The proposed 8-head cross-attention fusion network integrates the features from the RF and visual pipelines. After training on synchronized multimodal data samples, the fused model achieves a perfect classification score on the test set: 100% accuracy, 100% recall, and an F1-score of 100%. This indicates that the fusion mechanism successfully leverages the complementary strengths of both modalities, correcting errors that might occur in a single-modality analysis and providing an exceptionally reliable decision on the presence of an unmanned drone.
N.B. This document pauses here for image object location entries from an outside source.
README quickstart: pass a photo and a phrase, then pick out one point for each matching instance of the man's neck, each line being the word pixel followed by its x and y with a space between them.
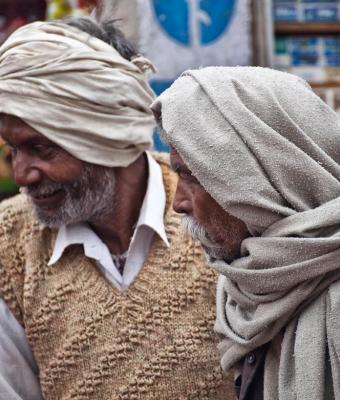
pixel 116 228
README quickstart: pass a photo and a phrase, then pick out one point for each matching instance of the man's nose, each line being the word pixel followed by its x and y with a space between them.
pixel 25 172
pixel 182 203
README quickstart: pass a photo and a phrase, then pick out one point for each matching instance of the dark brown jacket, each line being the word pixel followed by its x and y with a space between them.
pixel 249 385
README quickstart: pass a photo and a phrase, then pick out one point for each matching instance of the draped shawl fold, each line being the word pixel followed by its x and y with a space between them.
pixel 268 150
pixel 78 91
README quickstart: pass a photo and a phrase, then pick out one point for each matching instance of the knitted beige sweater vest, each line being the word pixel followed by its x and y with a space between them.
pixel 92 342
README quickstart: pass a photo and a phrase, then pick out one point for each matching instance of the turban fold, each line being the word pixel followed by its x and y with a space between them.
pixel 267 149
pixel 78 91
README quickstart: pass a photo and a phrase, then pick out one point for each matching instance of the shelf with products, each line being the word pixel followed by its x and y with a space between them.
pixel 307 43
pixel 16 13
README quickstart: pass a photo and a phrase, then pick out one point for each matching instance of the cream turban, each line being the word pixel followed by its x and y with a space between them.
pixel 77 91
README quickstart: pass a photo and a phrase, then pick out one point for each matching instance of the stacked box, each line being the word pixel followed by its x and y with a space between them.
pixel 321 51
pixel 306 10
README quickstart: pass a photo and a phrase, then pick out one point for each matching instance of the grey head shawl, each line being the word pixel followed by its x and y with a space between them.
pixel 268 150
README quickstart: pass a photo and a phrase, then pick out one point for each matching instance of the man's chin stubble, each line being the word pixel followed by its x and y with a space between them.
pixel 198 232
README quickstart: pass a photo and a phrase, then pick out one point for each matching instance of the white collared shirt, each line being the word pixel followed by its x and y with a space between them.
pixel 18 370
pixel 150 221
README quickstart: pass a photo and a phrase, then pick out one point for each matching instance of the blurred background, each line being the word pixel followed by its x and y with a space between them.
pixel 298 36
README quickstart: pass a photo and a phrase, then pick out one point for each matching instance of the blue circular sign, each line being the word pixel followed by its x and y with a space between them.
pixel 194 22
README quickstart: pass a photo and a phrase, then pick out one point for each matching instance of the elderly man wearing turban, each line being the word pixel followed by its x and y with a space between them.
pixel 101 295
pixel 258 159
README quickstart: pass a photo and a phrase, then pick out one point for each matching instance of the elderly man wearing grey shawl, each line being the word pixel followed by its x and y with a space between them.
pixel 91 304
pixel 258 159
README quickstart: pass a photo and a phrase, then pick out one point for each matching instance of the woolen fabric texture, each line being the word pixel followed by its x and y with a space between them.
pixel 268 150
pixel 91 341
pixel 78 91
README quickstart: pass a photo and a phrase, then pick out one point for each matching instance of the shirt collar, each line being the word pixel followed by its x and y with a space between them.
pixel 151 215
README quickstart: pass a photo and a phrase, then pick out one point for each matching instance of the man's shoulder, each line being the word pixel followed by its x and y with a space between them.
pixel 15 213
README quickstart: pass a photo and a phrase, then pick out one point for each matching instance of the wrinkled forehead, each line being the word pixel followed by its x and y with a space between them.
pixel 15 130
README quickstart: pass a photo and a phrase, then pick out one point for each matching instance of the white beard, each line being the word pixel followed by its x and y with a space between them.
pixel 86 199
pixel 198 232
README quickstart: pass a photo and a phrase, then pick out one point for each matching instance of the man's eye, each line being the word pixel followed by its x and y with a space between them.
pixel 185 175
pixel 42 150
pixel 13 150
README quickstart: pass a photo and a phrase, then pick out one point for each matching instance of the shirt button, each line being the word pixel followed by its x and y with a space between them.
pixel 251 358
3.5 Complexity and Efficiency Analysis

The introduction of Compressed Sensing significantly reduces computational load in the RF pipeline. Comparing a traditional processing chain (EEMD + STFT on full signal) with the proposed one (EEMD + CS + STFT on compressed signal), we observe a reduction in time complexity. For a signal length $ N = 10^6 $, EEMD iterations $ M=10 $, decomposition steps $ K=10 $, and STFT window $ W=100 $:

Traditional: $ O_{\text{traditional}} = N \cdot M \cdot K + N \cdot W \cdot \log W \approx 2 \times 10^8 $ operations.

Proposed: $ O_{\text{proposed}} = N \cdot M \cdot K + N \log N + N \log N + (0.1N) \cdot W \approx 1.22 \times 10^8 $ operations.

This represents a complexity reduction of approximately 39% for the RF front-end. The FLOPs for the main networks are: RF ResNet-50 (~4.12 GFLOPs), Visual EfficientDet-D1 (~5.1 GFLOPs), and the Cross-Attention Fusion Network (~0.068 GFLOPs). The total FLOPs for the inference pipeline is approximately $ 9.3 \times 10^9 $, which is feasible for deployment on edge computing platforms.

3.6 Robustness Validation

To test generalization, components were evaluated on unseen datasets. The RF feature extractor (ResNet-50) tested on the DroneRFa dataset achieved 97.5% accuracy and 98.7% F1-score. The visual detector tested on a separate drone detection dataset maintained an accuracy of 92.3% and an F1-score of 93.4%. The full multimodal framework, when tested on new synchronized data, retained a high performance of 99.8% accuracy and ~100% recall. These results confirm the robustness of the individual modules and the superior reliability gained through multimodal fusion for unmanned drone detection.

4. Conclusion

This paper has presented a novel, high-precision framework for detecting the presence of unmanned drones in low-altitude airspace. The core contribution is a cross-attention-based multimodal fusion algorithm that intelligently combines features from unmanned drone RF signatures and visual imagery. The RF processing chain employs EEMD for denoising, Compressed Sensing for efficient dimensionality reduction, and STFT to generate informative time-frequency images, which are classified by a ResNet-50. The visual pipeline uses an enhanced EfficientDet model with Coordinate Attention and Wise-IoU loss for effective unmanned drone localization and classification.

Experimental results demonstrate that the individual modalities perform strongly, with RF classification exceeding 97% accuracy and visual detection over 92% accuracy. Crucially, the fusion of these modalities via the proposed cross-attention network elevates the overall system performance to near-perfect levels (100% accuracy in controlled tests), effectively minimizing false alarms and missed detections. The analysis confirms the framework’s computational efficiency and robustness across different datasets.

This work provides a practical and reliable technical solution for low-altitude surveillance, addressing a critical need for safety in the rapidly expanding low-altitude economy. Future work will focus on leveraging the RF signal characteristics to estimate the approximate location of the unmanned drone, thereby providing coarse guidance to pan-tilt-zoom (PTZ) cameras for precise visual tracking and identification, creating a fully integrated, passive detection and tracking system for unmanned drones.